La distinzione tra consumo e traffico non è operata nettamente dalla legge.

Il Giudice decide sulla base di diversi elementi: dato quantitativo di sostanza detenuta e di relativo principio attivo, presenza coltelli o arnesi da taglio, bilancini di precisione, materiali da confezionamento (domopak, pellicole), quantità di denaro in contante non giustificabili sulla base dei propri redditi.

Il dato quantitativo non è quindi di per sé solo idoneo a integrare lo spaccio e varia anche in base alla presenza di principio attivo, e al reddito di chi detiene sostanze stupefacenti.

La compatibilità con l’uso personale è orientativamente il triplo di quello che la legge Fini Giovanardi fissava come “indizio di una cessione a terzi” (spaccio) , cioè 1 g /1,5 g di THC.

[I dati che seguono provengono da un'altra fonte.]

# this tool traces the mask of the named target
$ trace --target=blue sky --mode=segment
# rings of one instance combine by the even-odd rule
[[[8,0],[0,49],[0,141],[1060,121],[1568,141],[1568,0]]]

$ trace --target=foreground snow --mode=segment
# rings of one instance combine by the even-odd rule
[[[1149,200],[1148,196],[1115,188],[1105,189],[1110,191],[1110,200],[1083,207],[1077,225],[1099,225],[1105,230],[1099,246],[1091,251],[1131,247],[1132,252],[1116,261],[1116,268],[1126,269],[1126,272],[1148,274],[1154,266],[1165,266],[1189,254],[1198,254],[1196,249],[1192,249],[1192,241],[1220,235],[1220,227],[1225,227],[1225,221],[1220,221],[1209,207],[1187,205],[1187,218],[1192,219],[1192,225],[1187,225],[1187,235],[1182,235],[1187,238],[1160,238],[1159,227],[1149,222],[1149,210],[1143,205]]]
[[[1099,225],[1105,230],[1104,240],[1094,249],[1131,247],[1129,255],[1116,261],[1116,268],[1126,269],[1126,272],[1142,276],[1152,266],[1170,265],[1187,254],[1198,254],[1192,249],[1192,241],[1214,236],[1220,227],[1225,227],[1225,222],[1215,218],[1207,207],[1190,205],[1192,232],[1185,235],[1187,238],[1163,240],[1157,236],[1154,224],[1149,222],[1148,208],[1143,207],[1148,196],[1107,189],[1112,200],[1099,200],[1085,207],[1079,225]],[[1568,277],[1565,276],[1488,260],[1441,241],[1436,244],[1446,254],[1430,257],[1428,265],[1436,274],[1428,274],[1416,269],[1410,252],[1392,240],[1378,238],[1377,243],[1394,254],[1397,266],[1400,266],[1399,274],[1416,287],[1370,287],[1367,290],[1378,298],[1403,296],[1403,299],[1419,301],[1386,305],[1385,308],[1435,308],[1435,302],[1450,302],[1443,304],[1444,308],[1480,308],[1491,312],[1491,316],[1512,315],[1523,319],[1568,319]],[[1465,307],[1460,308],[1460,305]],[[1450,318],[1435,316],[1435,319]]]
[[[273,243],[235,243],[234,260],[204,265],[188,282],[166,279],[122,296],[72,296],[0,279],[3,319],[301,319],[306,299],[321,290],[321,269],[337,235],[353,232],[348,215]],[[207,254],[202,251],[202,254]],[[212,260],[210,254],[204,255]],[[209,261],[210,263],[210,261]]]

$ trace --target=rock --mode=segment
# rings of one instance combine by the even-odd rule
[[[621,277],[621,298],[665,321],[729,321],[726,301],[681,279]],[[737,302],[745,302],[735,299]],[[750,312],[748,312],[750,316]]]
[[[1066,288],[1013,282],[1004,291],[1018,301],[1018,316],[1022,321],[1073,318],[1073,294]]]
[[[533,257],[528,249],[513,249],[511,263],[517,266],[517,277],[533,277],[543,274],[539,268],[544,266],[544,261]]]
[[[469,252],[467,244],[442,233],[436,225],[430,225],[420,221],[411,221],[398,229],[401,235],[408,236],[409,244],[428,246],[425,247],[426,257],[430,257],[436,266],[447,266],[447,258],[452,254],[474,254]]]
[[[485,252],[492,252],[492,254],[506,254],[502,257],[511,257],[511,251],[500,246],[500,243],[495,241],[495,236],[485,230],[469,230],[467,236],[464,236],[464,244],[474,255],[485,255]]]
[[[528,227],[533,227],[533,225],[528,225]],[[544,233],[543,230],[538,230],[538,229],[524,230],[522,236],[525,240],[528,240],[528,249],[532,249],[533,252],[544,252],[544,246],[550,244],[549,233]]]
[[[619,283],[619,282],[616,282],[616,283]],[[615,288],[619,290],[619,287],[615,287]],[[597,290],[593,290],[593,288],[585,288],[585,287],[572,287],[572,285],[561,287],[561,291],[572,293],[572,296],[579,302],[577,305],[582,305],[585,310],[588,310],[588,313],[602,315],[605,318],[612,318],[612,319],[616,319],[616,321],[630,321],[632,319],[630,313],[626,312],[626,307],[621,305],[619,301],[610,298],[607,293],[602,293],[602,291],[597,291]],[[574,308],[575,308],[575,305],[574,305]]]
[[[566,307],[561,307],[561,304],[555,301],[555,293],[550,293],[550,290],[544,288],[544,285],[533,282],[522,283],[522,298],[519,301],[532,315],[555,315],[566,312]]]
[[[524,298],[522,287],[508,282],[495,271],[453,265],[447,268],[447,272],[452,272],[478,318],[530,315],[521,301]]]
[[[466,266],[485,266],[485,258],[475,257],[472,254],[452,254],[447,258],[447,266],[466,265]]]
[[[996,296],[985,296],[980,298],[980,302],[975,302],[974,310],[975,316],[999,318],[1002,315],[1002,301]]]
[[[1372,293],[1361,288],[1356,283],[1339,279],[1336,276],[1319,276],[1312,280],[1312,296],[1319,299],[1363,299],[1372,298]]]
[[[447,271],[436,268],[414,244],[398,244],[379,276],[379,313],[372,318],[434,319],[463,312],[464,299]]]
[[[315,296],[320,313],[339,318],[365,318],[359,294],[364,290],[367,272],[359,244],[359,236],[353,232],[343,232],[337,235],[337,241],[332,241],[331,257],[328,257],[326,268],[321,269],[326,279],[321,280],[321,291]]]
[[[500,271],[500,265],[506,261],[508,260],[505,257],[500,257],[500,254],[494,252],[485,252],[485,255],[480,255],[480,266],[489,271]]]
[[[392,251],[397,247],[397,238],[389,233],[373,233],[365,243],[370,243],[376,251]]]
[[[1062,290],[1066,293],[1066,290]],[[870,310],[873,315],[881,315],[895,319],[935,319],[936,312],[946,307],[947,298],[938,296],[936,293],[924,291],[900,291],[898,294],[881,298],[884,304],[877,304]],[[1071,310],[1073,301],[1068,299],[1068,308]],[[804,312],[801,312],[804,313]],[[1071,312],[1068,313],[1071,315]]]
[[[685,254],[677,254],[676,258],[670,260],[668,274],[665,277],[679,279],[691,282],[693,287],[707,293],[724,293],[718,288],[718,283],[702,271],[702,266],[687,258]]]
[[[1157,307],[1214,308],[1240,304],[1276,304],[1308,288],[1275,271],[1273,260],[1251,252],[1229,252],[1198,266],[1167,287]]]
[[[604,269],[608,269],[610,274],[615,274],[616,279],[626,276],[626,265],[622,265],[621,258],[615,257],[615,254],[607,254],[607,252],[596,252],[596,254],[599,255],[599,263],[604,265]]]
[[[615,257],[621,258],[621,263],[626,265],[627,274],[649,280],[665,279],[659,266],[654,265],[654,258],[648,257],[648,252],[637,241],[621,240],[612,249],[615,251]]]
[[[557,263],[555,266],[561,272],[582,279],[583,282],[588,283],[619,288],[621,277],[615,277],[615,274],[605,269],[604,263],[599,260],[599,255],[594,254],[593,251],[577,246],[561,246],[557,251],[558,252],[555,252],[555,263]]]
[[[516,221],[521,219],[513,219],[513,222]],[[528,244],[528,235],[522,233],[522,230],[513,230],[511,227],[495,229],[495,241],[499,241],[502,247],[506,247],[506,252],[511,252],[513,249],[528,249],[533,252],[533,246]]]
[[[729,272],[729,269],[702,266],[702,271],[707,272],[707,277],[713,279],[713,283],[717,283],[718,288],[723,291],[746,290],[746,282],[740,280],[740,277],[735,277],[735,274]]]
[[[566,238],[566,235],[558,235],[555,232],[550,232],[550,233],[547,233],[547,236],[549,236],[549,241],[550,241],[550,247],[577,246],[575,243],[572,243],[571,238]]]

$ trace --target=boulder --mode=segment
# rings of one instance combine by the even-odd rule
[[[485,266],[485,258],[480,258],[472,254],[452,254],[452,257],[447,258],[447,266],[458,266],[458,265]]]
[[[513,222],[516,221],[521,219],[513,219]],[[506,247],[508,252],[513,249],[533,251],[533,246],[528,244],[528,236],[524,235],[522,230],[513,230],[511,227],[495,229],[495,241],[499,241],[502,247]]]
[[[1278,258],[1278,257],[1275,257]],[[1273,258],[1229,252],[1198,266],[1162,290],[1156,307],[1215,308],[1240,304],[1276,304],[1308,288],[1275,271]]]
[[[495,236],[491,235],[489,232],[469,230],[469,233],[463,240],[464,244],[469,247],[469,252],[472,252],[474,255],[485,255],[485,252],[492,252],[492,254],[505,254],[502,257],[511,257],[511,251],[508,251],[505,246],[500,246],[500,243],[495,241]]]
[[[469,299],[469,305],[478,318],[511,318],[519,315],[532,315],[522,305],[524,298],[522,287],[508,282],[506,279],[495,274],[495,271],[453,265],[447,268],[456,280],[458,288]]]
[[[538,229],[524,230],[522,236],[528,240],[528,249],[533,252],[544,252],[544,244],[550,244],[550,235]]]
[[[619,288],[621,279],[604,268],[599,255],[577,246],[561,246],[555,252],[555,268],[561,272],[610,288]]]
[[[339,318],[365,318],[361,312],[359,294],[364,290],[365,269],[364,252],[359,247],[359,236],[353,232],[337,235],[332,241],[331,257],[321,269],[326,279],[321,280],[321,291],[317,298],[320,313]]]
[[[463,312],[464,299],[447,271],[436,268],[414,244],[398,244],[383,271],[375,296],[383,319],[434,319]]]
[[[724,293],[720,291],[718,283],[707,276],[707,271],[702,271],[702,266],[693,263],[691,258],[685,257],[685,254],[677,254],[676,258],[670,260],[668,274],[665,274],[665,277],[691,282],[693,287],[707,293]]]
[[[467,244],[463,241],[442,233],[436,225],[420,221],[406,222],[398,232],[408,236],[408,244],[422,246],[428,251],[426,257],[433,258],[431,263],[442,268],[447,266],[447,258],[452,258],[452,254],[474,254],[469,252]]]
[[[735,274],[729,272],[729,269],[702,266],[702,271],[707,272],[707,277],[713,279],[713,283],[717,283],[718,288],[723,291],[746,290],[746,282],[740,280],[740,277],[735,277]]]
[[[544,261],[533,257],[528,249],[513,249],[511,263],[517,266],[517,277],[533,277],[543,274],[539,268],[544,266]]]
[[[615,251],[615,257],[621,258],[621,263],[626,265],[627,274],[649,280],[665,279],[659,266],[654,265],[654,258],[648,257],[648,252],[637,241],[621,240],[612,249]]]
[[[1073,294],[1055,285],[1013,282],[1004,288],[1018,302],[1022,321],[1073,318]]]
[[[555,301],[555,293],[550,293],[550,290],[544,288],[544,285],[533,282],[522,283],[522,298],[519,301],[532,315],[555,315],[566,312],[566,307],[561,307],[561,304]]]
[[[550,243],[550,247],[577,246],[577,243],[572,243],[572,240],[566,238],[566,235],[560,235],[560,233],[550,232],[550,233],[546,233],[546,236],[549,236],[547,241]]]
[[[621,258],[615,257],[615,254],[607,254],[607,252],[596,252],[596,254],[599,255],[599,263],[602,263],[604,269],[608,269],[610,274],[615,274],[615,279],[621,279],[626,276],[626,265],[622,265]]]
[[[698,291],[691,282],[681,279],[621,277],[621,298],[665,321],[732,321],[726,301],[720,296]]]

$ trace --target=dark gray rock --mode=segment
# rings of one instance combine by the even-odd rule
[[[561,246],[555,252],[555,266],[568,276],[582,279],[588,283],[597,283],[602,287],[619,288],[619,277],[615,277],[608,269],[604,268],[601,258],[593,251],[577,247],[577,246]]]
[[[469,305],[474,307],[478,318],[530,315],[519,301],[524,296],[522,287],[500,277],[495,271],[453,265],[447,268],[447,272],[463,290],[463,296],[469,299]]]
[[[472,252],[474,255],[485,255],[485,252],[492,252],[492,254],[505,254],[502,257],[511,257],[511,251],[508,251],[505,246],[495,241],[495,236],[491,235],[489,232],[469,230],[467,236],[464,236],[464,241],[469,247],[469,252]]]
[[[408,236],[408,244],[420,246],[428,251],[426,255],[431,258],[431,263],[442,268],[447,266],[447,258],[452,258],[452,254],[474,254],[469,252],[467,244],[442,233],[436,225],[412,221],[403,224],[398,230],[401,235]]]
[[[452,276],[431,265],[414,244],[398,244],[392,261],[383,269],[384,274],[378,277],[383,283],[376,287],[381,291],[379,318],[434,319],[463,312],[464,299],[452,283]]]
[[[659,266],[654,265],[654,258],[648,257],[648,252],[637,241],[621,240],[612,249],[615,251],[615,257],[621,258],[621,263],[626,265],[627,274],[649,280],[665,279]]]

Per l’hashish e la marijuana la quantità è più o meno pari a 15 g con una percentuale di principio attivo intorno al 10 %. Tale dato varia da tribunale in Tribunale e a seconda del reddito di chi detiene la sostanza: in poche parole, chi guadagna di più può consumare di più!

Non è però il solo parametro quantitativo a fondare una distinzione tra trattamento sanzionatorio penale ed amministrativo ma piuttosto la finalità di destinazione a terzi e la finalità di uso personale che andrà accertata in base ai vari indici sopra indicati.

Se fosse approvata la proposta di legge dell’intergruppo parlamentare, verrebbe meno l’accertamento della destinazione delle sostanze per uso esclusivamente personale, che si considera invece presunto, salvo non sia accertata una condotta rientrante nella coltivazione, importazione, detenzione a fini di spaccio.